Given the rise of hybrid working in the UK, operational chiefs may need to be more proactive about holding these useful face-to-face conversations because people are spending less time together in the office. They may also need to make time to conduct short video meetings with remote workers if they’re to gain useful insights from a broad range of employees.
5. Get closer to the customers
Millions of consumers and businesses are keeping a closer eye on what they’re buying and how much they’re spending on it. Faced with this widespread belt-tightening exercise, COOs need to review all the models underpinning the products, services and customer experiences offered by their firms.
For Allin, the key here is to seek close interactions with Flown’s client base. He explains: “With the macroeconomic situation significantly affecting consumers’ disposable income and discretionary spending, we must maintain a high-quality customer experience.” Doing so entails retaining “an effective two-way dialogue with users” and adapting quickly to both their responses and broader trends in the market.
Leet predicts that COOs will focus increasingly on information that’s normally the preserve of marketing chiefs devising campaigns: brand-strength insights. His company tracks consumer sentiment using surveys and data on online searches and social media usage. It can then feed this information directly into businesses’ decision-making systems.

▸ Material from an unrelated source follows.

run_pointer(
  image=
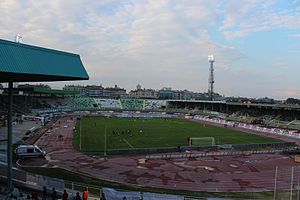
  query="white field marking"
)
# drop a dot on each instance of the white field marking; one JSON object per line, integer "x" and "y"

A smart operating chief can use such material to understand consumers’ changing expectations and “make the right choices for the short, medium and long term” regarding their firm’s position in its markets, Leet says.
Given their highly connected position, forward-thinking COOs will devour this and other information, applying it relentlessly to their work in planning and changing processes. It will enable them to play a leading role in their organisations’ preparation for, and adaptation to, whatever challenges await in 2023 and beyond.